The Great Piratical Rumbustification:

& The Librarian and the Robbers

Wild and wonderful, these stories will appeal to all readers of fine children’s literature, and Blake’s illustrations, full of spirit and exuberance, are the perfect accompaniment of Mahy’s vigorous tales.

The Great Piratical Rumbustification introduces us to Alpha, Oliver, and Omega Terrapin, alone for an evening of devilish fun and none other than Orpheus Clinker, a reformed pirate cleverly transformed into a respectable babysitter. Or has he reformed? Before you can say “Yo Ho Ho” the Terrapin household has become headquarters of the century’s biggest pirate party.

The Librarian and the Robbers is an equally tickling tale of a band of wicked robbers who one day carry off Serena Leburnum, a beautiful librarian. Follow what happens as the lovely and learned Miss L. not only outwits the robbers, turning them into outstanding citizens, but also teaches them the everlasting pleasures of the Dewey Decimal System.
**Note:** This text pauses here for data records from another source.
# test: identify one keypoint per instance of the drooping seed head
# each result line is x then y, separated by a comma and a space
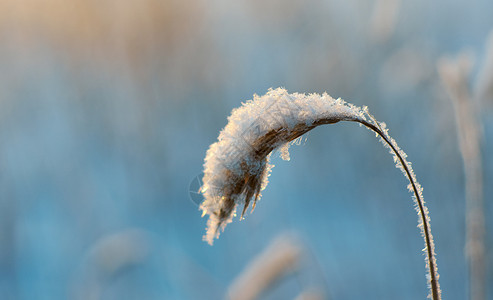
237, 166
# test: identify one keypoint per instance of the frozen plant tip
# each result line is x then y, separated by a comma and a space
237, 166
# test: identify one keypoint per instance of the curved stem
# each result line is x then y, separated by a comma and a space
435, 288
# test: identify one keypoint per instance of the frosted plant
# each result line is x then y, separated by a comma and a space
237, 166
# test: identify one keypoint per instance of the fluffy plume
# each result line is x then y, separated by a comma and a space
237, 165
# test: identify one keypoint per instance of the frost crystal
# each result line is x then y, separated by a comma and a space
237, 166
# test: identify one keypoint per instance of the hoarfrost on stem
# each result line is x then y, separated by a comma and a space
237, 166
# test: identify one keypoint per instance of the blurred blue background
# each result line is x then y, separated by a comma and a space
107, 109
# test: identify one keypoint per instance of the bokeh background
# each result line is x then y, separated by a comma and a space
107, 108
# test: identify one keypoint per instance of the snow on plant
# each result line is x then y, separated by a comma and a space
237, 166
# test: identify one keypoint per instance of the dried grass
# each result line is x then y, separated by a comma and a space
240, 176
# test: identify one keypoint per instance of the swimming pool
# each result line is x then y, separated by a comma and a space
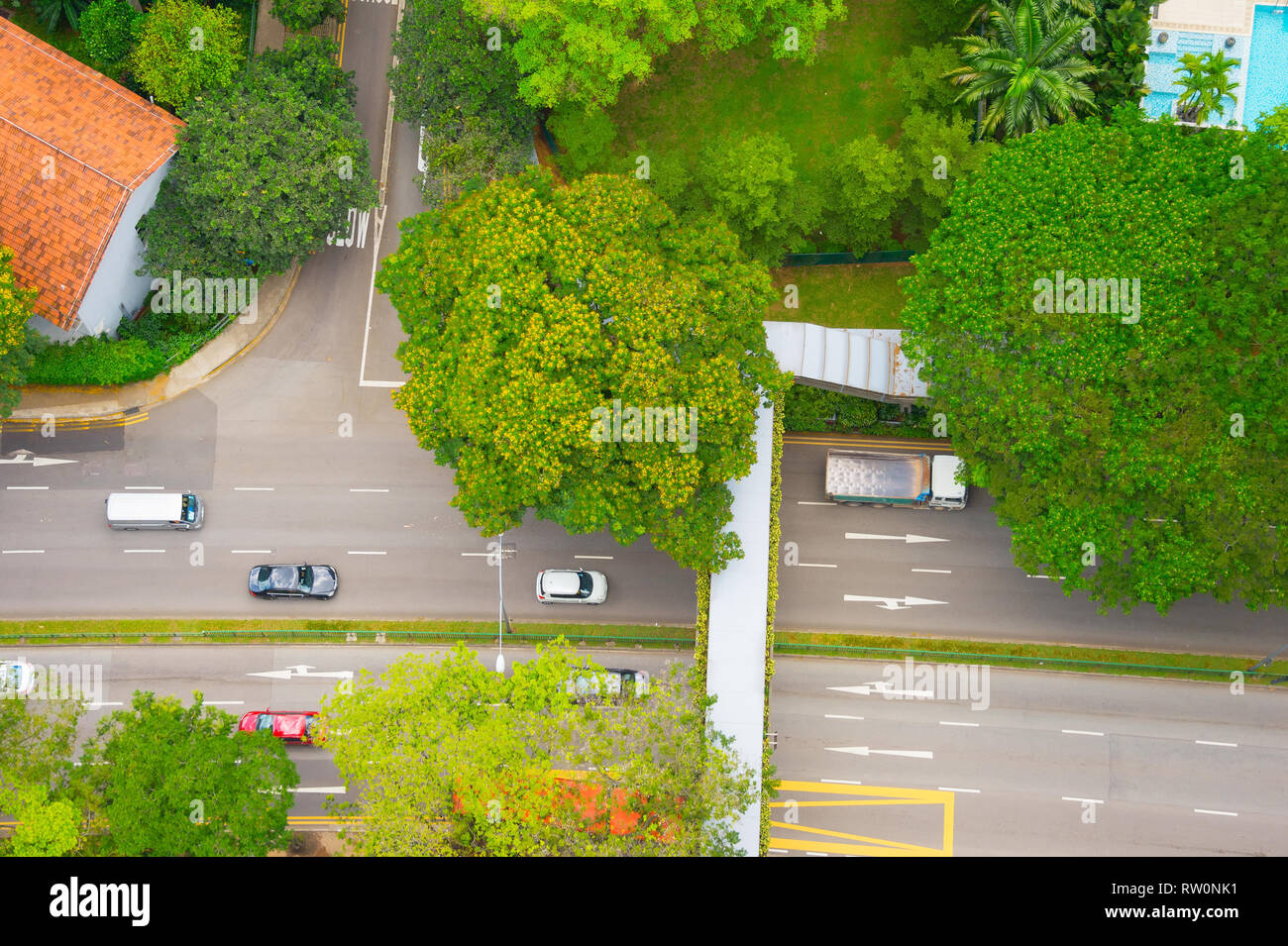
1267, 62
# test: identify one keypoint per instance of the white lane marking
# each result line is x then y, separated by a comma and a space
907, 538
896, 604
866, 751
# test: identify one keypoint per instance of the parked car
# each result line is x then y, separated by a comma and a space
618, 683
294, 580
17, 679
571, 587
294, 726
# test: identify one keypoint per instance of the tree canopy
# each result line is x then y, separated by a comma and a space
533, 312
16, 308
583, 52
265, 172
462, 761
185, 50
1134, 444
179, 782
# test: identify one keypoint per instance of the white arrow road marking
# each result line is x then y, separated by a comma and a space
881, 687
896, 604
33, 460
906, 540
866, 751
301, 671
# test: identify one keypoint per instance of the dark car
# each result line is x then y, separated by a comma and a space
294, 580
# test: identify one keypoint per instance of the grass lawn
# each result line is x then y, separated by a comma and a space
845, 94
861, 296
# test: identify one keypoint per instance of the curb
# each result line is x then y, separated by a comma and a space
162, 379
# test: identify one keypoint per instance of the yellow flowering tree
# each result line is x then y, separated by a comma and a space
580, 353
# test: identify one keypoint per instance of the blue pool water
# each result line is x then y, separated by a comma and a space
1266, 85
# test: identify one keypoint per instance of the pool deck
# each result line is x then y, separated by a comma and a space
1229, 17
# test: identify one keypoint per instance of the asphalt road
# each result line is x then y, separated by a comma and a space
1052, 764
967, 575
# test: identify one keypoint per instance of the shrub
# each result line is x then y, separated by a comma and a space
303, 16
106, 27
583, 137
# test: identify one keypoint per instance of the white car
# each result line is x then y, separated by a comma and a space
617, 681
571, 587
17, 679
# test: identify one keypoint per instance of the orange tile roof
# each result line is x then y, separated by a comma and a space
73, 146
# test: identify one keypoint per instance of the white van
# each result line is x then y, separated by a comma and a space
155, 511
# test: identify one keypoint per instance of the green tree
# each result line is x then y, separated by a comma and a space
185, 51
752, 184
16, 309
1206, 85
463, 761
864, 183
1122, 47
54, 12
263, 174
529, 309
47, 826
450, 69
919, 77
107, 27
1026, 68
936, 154
303, 16
178, 782
309, 64
1133, 446
583, 52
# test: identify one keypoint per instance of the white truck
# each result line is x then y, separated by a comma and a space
919, 480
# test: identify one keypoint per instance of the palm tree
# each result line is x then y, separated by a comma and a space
1026, 68
1203, 85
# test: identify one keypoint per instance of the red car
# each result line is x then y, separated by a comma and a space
294, 726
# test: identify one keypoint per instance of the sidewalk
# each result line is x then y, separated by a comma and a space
232, 343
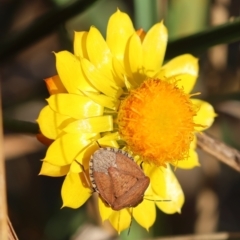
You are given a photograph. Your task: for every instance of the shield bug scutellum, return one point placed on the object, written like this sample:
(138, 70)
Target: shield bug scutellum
(119, 181)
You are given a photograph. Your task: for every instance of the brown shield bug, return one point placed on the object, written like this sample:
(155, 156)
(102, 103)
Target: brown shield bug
(117, 178)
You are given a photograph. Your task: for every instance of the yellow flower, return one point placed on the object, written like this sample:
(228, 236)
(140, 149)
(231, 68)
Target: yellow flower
(117, 93)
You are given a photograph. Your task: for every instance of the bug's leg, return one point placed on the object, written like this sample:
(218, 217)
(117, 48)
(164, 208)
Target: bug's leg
(85, 175)
(131, 213)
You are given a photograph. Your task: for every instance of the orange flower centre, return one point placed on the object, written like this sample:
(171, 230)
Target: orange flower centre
(156, 121)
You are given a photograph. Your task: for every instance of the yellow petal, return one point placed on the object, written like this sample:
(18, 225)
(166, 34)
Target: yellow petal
(119, 30)
(157, 177)
(184, 68)
(186, 82)
(183, 64)
(103, 100)
(79, 44)
(94, 124)
(54, 85)
(205, 115)
(100, 81)
(84, 156)
(48, 169)
(49, 122)
(64, 150)
(133, 59)
(105, 211)
(70, 73)
(109, 140)
(75, 167)
(173, 193)
(189, 163)
(75, 106)
(74, 190)
(154, 47)
(98, 52)
(120, 220)
(119, 71)
(145, 213)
Praise for The Great Piratical Rumbustification

Two books worth of story crammed into 63 magical pages, full of robbers tricked by librarians and retired pirates who know how to party and revive the joys of boyhood (while paying the bills). No impossibly articulate child protagonists with clearly defined goals or desires, no rhyme or reason, just a pair of stories cut from the same cloth as books by William Steig and Roald Dahl.
—David Elzey, The Excelsior File

Margaret Mahy was a New Zealand author of children’s and young adult books. Many of her story plots have strong supernatural elements but her writing concentrates on the themes of human relationships and growing up. She wrote more than 100 picture books, 40 novels, and 20 collections of short stories. At her death she was one of thirty writers to win the biennial, international Hans Christian Andersen Medal for her “lasting contribution to children’s literature.” She was also awarded the Order of New Zealand.

Mahy won the annual Carnegie Medal from the Library Association, recognising the year’s best children’s book by a British subject, both for The Haunting (1982) and for The Changeover (1984). She was also a highly commended runner up for Memory (1987).

Among her children’s books, A Lion in the Meadow and The Seven Chinese Brothers and The Man Whose Mother was a Pirate are considered national classics. Her novels have been translated into German, French, Spanish, Dutch, Norwegian, Danish, Swedish, Finnish, Italian, Japanese, Catalan and Afrikaans. In addition, some stories have been translated into Russian, Chinese and Icelandic.

Quentin Blake is one of the UK’s living cultural treasures. He has written and illustrated dozens of books and provided pictures for hundreds more, including the children’s novels of Roald Dahl.